The depth and realism of McAlister’s world is further strengthened by her characters. Every single one of her characters felt genuine and real to me as I was reading, and I could relate to them in a way that I struggle to in many stories. The characters are diverse, complex, and multi-faceted, and they think and act in ways that I would expect real people to think and act if they were faced with similar situations. I particularly loved the pop-culture references that were scattered throughout the story; sometimes pop-culture references come across as forced, as if the author is trying their best to be hip and relatable but doesn’t really know what they are talking about, but that was never the case in Ironheart. Everything the characters said and did and referenced came across as genuine, and I could vividly imagine myself or my friends saying or doing the same things.

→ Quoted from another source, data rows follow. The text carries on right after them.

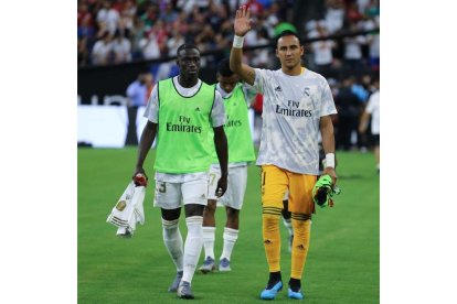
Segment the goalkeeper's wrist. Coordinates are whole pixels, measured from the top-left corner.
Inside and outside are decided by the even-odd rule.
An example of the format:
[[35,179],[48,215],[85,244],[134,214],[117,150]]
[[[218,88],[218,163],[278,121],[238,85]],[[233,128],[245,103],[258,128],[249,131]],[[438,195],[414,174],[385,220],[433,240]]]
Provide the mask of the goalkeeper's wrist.
[[326,167],[333,167],[334,169],[334,153],[327,153],[326,154]]
[[243,48],[244,36],[235,35],[233,37],[233,45],[234,48]]

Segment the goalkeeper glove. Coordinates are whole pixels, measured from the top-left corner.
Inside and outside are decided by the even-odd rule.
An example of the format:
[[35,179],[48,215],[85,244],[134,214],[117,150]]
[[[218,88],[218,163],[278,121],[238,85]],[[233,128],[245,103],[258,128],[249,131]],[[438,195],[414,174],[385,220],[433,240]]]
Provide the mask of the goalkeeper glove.
[[340,194],[341,189],[333,185],[330,175],[326,174],[319,177],[312,188],[312,200],[320,207],[333,207],[333,195]]

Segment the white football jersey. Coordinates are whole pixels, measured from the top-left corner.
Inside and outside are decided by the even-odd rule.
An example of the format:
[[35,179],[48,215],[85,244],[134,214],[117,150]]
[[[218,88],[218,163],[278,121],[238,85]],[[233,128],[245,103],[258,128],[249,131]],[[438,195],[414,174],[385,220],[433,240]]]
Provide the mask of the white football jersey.
[[257,165],[318,175],[320,117],[337,113],[326,78],[309,69],[289,76],[255,68],[254,87],[264,95]]

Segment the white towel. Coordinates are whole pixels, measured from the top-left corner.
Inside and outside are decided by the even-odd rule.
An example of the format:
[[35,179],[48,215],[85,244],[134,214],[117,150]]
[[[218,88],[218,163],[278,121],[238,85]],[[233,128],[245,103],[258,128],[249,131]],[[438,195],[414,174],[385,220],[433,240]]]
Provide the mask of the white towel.
[[137,222],[145,224],[145,210],[142,208],[145,194],[146,187],[135,186],[134,182],[130,182],[119,200],[113,207],[106,221],[119,228],[118,235],[125,234],[126,231],[132,235]]

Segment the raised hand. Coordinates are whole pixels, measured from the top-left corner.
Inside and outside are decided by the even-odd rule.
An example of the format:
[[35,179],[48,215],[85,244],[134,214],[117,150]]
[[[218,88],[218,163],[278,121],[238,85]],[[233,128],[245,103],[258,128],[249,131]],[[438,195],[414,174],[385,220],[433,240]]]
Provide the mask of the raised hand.
[[247,10],[246,6],[240,7],[240,10],[236,10],[235,22],[233,23],[233,29],[235,35],[244,36],[251,30],[251,12]]

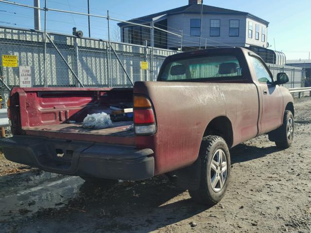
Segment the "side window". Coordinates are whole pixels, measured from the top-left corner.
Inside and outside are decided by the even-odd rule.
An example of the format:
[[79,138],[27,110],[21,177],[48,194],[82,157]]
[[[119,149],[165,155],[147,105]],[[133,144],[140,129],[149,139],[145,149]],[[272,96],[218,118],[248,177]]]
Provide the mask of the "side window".
[[272,84],[272,79],[261,61],[256,57],[251,57],[253,60],[253,66],[258,82],[267,84]]

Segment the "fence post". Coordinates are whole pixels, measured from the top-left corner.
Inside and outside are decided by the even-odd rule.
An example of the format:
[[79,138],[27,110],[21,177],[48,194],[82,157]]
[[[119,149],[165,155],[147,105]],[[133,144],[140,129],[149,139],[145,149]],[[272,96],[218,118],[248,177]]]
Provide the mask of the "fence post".
[[47,1],[45,0],[45,7],[44,7],[44,44],[43,47],[43,59],[44,62],[44,87],[48,87],[48,77],[47,72]]
[[[294,75],[293,76],[293,88],[294,88],[295,86],[295,68],[294,68],[293,69],[293,72],[294,72]],[[300,95],[300,93],[299,93],[299,96]],[[299,96],[300,98],[300,96]]]
[[107,52],[108,53],[108,67],[109,67],[109,81],[108,83],[108,87],[112,87],[112,75],[111,75],[112,73],[112,68],[111,66],[111,44],[110,44],[110,30],[109,29],[109,11],[107,11],[107,20],[108,22],[108,50]]
[[183,51],[183,37],[184,37],[184,32],[183,30],[181,30],[181,42],[180,43],[180,51]]
[[[74,51],[76,57],[76,66],[77,66],[76,74],[77,74],[77,78],[79,80],[79,47],[78,46],[78,38],[77,37],[74,40]],[[77,82],[77,80],[76,80],[76,86],[80,87],[80,83],[79,82]]]
[[[144,49],[145,54],[144,54],[144,60],[145,62],[147,62],[147,52],[148,50],[148,42],[147,42],[147,40],[146,40],[145,41],[146,42],[146,47],[145,47],[145,49]],[[148,81],[147,79],[147,70],[146,69],[144,70],[144,76],[145,76],[145,79],[144,79],[145,81]]]
[[155,47],[155,23],[152,21],[152,31],[151,32],[151,50],[150,50],[151,57],[151,64],[150,66],[150,72],[151,73],[151,81],[154,81],[154,48]]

The romance between Pearl and Finn was something I struggled with a little bit in Valentine. The inclusion of romantic subplots in action and adventure stories is a major pet peeve of mine, and I have been known to yell at (or grumble quietly at if I am in a cinema and would rather not get thrown out) characters who get caught up in relationship drama while the world is ending around them. While the romance subplot continues in Ironheart, and if anything plays an even larger part, I didn’t find myself getting annoyed at it at all. I think this is predominantly because of the thoughts and reactions of Pearl to her blossoming romance. I vividly remember how overwhelming relationships can be as a teenager, and I love the fact that McAlister so accurately represents this while also acknowledging how frustrating and inconvenient it can be. Pearl becomes annoyed with herself for getting distracted by Finn on numerous occasions, and no matter where things are in their relationship she prioritises the problems they are facing over spending time with him – she is not going to let relationship drama get in the way of her saving the day, and I loved that so much.

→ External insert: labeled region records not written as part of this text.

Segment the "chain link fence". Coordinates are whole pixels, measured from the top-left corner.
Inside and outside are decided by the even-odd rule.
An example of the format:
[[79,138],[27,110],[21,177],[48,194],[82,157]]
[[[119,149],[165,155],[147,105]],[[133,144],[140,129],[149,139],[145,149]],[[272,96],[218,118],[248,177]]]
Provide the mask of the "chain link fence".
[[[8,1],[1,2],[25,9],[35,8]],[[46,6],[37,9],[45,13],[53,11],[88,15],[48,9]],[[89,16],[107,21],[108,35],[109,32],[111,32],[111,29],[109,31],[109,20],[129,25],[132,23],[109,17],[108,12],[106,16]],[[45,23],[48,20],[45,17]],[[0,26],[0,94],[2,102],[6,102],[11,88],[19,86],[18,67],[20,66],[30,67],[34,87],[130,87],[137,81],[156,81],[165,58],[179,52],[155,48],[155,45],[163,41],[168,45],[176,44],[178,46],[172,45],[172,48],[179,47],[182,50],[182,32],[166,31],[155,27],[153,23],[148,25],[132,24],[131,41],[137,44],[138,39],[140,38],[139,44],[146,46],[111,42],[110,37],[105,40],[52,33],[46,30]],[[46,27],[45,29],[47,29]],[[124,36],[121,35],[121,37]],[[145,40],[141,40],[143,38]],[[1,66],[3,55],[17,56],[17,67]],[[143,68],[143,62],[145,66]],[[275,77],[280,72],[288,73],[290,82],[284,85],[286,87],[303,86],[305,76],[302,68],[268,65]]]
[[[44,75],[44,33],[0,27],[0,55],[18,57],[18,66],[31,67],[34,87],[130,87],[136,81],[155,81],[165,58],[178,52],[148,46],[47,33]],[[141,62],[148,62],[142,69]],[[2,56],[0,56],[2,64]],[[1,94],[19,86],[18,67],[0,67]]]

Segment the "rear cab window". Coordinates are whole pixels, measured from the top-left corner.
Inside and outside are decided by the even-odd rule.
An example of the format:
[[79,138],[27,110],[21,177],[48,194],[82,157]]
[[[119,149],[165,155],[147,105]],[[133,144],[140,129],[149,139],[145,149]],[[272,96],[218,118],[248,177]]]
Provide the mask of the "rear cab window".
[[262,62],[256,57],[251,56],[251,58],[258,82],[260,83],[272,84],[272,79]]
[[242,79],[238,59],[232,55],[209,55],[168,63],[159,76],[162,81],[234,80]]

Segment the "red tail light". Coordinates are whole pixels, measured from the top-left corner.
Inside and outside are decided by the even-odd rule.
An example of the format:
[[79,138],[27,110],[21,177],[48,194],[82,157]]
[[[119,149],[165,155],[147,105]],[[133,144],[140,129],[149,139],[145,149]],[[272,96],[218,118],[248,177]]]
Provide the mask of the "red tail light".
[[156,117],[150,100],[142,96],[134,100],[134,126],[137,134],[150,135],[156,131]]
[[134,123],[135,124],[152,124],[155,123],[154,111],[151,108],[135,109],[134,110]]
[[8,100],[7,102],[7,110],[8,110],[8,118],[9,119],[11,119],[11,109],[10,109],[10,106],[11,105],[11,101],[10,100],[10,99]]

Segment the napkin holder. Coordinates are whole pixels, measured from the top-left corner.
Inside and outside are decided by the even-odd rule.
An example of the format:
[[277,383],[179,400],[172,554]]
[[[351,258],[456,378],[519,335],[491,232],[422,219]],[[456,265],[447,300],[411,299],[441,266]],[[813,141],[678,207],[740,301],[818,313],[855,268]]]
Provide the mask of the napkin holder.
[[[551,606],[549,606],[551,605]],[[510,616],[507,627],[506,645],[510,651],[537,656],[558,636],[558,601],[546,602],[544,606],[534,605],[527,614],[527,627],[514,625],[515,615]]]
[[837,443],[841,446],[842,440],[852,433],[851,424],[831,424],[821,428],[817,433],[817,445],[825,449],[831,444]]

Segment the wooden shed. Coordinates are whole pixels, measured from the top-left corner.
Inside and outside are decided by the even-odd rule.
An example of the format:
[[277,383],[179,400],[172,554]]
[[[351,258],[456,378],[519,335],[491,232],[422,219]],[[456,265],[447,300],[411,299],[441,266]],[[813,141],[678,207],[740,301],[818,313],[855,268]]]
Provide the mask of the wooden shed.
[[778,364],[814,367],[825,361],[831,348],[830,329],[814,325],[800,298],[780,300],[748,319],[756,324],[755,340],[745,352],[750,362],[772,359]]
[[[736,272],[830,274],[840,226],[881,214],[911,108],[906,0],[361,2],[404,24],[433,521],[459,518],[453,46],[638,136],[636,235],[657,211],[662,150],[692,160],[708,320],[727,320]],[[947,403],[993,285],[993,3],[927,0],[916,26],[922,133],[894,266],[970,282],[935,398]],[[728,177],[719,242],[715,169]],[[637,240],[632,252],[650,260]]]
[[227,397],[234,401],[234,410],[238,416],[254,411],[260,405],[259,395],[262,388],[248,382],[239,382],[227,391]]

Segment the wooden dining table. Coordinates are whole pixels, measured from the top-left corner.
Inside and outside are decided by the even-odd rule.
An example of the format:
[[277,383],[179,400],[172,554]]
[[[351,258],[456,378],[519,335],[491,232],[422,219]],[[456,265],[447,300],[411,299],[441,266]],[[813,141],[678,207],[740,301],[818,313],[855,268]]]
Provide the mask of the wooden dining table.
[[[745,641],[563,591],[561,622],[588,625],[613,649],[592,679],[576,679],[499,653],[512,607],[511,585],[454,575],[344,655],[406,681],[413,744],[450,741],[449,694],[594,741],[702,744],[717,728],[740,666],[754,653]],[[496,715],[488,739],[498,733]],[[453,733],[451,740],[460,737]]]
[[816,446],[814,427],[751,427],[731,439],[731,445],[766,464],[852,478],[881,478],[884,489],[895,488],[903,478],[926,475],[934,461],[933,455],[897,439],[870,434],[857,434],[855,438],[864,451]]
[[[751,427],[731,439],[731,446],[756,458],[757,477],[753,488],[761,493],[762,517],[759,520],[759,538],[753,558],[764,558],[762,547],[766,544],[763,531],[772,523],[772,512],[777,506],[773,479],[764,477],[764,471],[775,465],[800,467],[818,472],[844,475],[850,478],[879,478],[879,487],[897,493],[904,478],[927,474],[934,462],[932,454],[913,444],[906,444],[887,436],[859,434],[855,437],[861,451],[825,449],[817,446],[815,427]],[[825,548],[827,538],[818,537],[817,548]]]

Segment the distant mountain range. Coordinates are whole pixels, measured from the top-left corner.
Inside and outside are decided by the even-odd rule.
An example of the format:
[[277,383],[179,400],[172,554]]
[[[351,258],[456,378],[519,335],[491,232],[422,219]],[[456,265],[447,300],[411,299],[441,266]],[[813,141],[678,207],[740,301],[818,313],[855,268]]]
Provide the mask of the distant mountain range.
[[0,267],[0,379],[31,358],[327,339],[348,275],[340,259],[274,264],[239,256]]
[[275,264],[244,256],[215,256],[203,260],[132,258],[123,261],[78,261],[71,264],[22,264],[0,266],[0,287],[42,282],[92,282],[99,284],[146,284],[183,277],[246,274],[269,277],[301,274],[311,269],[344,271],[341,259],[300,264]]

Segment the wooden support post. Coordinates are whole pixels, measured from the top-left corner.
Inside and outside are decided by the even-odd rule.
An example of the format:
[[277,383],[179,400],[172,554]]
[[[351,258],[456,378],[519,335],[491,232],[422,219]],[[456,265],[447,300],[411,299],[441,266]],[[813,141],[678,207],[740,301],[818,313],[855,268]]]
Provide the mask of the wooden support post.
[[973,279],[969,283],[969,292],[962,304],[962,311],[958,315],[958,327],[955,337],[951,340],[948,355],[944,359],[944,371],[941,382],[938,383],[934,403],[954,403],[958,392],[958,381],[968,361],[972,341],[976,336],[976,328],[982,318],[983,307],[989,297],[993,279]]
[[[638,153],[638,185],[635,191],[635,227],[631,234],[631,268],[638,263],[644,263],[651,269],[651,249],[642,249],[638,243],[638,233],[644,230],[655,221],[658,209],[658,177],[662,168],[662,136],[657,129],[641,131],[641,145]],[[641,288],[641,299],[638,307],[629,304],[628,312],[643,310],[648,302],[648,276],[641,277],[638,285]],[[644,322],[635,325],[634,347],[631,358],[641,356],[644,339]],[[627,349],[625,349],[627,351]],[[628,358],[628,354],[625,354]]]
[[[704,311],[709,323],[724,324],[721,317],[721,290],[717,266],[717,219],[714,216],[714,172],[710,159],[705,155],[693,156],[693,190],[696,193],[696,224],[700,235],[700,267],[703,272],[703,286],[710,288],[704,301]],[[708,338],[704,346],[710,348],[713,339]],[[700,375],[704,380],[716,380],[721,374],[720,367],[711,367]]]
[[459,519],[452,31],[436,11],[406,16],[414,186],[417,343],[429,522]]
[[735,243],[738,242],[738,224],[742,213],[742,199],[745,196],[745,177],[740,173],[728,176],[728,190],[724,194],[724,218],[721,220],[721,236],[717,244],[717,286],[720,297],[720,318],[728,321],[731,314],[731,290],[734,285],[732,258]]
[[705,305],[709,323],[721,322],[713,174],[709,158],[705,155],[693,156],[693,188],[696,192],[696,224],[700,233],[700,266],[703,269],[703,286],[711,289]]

I could happily write paragraphs more detailing every little thing I loved about this book, but I am going to try and show some self control and leave things here, so that you can discover the many hidden gems within this world for yourself when you read it, which I definitely recommend doing as soon as you can!
A wonderful continuation of a fantasy series I adore, full of relatable characters and with an intriguing, complex and detailed mythology that I can’t wait to explore further. This book successfully pulled me out of a reading rut, and had me constantly excited to find out what happened next!